Abstract

2-Methoxyestradiol (2-MEO), a metabolite of estrogen, is an attractive lead compound for the development of novel antitumor and anti-inflammatory agents, because it embodies antiproliferative and antiangiogenic activities in one molecule. However, the affinity of 2-MEO for the estrogen receptor would lead to undesirable side effects. As a prelude to the design of 2-MEO–like compounds with an optimal activity profile, we assayed 2-MEO and a series of analogs for their ability to cause G₁ cell-cycle arrest (by measuring inhibition of DNA synthesis in human cultured airway smooth muscle) and to inhibit binding of [³H]estradiol at the estrogen receptor (ER; from rat uterine smooth muscle). One compound, a diacetoxy enediol derivative, was identified with reasonable potency for DNA synthesis (pIC₅₀ = 5.97) but showed negligible affinity for the ER (pIC₅₀ < 5). Three-dimensional quantitative structure-activity relationships were developed for these activities using comparative molecular field analysis (CoMFA) techniques.
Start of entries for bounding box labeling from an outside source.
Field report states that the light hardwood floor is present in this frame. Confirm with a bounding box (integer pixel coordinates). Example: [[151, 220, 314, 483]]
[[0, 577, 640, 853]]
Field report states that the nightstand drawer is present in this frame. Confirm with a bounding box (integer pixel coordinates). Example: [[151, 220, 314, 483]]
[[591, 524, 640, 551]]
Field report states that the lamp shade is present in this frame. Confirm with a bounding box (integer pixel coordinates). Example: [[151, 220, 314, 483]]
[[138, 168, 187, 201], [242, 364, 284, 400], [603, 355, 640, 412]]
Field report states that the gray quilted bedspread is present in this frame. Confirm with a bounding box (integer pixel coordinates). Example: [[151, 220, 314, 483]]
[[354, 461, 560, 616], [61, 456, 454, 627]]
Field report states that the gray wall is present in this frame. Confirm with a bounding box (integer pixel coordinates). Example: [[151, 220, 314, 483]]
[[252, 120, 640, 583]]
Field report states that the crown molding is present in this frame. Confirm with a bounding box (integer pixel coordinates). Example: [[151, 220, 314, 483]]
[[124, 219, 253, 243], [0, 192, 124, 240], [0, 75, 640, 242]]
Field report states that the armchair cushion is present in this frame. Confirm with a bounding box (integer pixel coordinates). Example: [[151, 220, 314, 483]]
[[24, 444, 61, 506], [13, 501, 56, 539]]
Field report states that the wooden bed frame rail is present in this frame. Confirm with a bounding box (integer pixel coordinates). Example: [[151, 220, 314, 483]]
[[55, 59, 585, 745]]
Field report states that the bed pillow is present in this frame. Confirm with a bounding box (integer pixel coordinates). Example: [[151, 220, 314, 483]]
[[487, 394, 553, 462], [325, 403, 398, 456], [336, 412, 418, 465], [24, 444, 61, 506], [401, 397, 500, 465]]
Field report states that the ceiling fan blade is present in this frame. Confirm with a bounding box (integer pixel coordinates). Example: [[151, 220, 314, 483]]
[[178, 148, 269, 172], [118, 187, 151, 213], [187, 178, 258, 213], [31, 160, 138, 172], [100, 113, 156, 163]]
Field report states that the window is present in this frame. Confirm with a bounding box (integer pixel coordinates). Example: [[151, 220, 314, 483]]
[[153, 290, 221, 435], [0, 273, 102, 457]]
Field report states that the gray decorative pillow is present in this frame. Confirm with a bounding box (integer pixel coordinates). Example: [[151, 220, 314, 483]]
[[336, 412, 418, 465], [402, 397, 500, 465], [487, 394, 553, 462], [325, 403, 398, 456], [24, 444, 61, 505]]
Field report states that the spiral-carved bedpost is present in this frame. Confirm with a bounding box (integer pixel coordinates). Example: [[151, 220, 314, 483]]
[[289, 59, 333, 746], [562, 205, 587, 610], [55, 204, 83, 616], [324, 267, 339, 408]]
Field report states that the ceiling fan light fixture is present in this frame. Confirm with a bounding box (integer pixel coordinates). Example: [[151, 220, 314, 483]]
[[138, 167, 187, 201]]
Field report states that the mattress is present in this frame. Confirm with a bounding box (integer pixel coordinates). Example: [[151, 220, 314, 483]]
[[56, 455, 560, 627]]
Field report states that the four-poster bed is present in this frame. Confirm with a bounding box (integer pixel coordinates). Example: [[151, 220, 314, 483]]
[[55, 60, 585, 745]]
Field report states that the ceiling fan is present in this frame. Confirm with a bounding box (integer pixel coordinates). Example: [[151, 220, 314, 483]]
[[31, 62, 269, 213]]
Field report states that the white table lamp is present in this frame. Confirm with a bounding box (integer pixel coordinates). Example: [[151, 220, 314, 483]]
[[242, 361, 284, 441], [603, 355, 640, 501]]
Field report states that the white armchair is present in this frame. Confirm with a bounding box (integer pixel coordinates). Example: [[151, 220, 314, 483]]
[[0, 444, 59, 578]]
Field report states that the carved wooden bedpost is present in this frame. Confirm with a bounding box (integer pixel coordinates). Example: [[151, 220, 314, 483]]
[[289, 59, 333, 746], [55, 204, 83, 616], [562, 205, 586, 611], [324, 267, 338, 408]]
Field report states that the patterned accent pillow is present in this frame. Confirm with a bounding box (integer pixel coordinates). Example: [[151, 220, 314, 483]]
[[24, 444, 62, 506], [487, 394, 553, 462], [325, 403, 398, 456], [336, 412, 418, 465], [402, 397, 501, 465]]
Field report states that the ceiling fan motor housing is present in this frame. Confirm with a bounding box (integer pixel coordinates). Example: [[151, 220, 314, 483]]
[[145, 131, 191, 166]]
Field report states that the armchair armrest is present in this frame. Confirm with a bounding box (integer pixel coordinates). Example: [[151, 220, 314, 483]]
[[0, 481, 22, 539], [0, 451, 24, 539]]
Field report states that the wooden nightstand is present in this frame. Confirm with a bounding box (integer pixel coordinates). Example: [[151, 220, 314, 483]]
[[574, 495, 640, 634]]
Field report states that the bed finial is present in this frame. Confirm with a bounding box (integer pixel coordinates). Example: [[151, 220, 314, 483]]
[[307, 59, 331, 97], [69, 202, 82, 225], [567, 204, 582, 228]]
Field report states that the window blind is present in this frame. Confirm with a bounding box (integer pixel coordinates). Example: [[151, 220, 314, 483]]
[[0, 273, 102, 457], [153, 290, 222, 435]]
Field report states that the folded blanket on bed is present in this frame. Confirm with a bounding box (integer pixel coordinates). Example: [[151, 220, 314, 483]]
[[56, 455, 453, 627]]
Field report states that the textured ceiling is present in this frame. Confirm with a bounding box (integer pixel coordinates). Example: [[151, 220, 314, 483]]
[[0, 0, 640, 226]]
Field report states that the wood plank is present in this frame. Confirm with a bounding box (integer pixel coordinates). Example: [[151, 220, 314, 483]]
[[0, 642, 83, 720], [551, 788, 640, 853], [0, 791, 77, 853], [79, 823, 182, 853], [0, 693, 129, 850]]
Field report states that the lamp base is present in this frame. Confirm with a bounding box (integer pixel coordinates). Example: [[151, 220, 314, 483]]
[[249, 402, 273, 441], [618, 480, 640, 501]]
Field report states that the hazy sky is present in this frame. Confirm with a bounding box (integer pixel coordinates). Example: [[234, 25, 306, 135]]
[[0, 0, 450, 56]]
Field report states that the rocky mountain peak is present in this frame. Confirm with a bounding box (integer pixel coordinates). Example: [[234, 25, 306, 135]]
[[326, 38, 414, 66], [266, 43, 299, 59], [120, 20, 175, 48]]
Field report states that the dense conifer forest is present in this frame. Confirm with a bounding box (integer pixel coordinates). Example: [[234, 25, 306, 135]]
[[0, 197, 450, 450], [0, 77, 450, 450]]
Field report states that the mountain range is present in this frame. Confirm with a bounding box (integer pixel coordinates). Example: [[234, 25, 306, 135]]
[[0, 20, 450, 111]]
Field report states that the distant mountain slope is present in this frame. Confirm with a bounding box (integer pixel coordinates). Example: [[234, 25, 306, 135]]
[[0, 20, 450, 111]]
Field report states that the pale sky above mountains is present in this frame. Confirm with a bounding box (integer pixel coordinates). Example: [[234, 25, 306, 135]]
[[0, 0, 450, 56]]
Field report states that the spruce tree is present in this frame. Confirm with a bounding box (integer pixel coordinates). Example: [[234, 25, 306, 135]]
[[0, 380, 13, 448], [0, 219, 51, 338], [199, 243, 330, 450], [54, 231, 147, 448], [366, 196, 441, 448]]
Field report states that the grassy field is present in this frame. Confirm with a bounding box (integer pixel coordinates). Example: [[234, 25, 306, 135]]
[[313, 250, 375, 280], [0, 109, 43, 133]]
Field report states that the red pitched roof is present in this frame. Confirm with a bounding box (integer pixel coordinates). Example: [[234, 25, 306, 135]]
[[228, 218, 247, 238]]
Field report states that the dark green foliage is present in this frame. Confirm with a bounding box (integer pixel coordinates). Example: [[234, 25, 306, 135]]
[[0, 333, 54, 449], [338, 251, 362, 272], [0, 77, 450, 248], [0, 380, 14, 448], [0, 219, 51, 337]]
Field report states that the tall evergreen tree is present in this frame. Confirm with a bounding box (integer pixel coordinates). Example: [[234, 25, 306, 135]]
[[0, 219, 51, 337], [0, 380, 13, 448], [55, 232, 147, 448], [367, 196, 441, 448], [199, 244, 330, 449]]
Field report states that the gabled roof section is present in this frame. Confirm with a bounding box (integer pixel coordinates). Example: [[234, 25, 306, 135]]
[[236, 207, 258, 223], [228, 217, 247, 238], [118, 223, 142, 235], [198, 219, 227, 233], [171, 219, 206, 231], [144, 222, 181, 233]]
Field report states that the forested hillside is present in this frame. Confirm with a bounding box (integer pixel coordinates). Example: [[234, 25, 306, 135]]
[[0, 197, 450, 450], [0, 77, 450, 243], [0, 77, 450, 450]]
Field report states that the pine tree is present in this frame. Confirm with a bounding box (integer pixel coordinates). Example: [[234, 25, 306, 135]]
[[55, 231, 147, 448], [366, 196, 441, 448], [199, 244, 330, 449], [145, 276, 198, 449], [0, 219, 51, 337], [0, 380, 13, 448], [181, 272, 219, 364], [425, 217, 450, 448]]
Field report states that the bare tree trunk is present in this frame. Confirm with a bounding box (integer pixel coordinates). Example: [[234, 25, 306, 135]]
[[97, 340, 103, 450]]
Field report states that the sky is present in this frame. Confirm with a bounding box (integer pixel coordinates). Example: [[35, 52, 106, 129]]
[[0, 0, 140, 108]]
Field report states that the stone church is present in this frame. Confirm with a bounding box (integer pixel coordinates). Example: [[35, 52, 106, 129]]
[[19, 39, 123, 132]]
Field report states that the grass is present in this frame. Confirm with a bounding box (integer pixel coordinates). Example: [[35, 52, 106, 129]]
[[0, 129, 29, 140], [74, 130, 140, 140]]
Comparison of optimized CoMFA models revealed distinct structural requirements for DNA synthesis inhibition and ER binding. For example, DNA synthesis inhibition is enhanced by electropositive substitutions in the 2-position below the plane of the steroid A-ring, whereas ER binding is favored by electronegative substitution in this position. Similarly, DNA synthesis inhibition correlates negatively with increased steric bulk in regions clustered around the A and B rings; changes in steric bulk in these regions has little correlation with ER binding. These observations will guide the design of new analogs with improved potency for desired characteristics (e.g., DNA synthesis inhibition) with minimal unwanted activities (e.g., ER binding).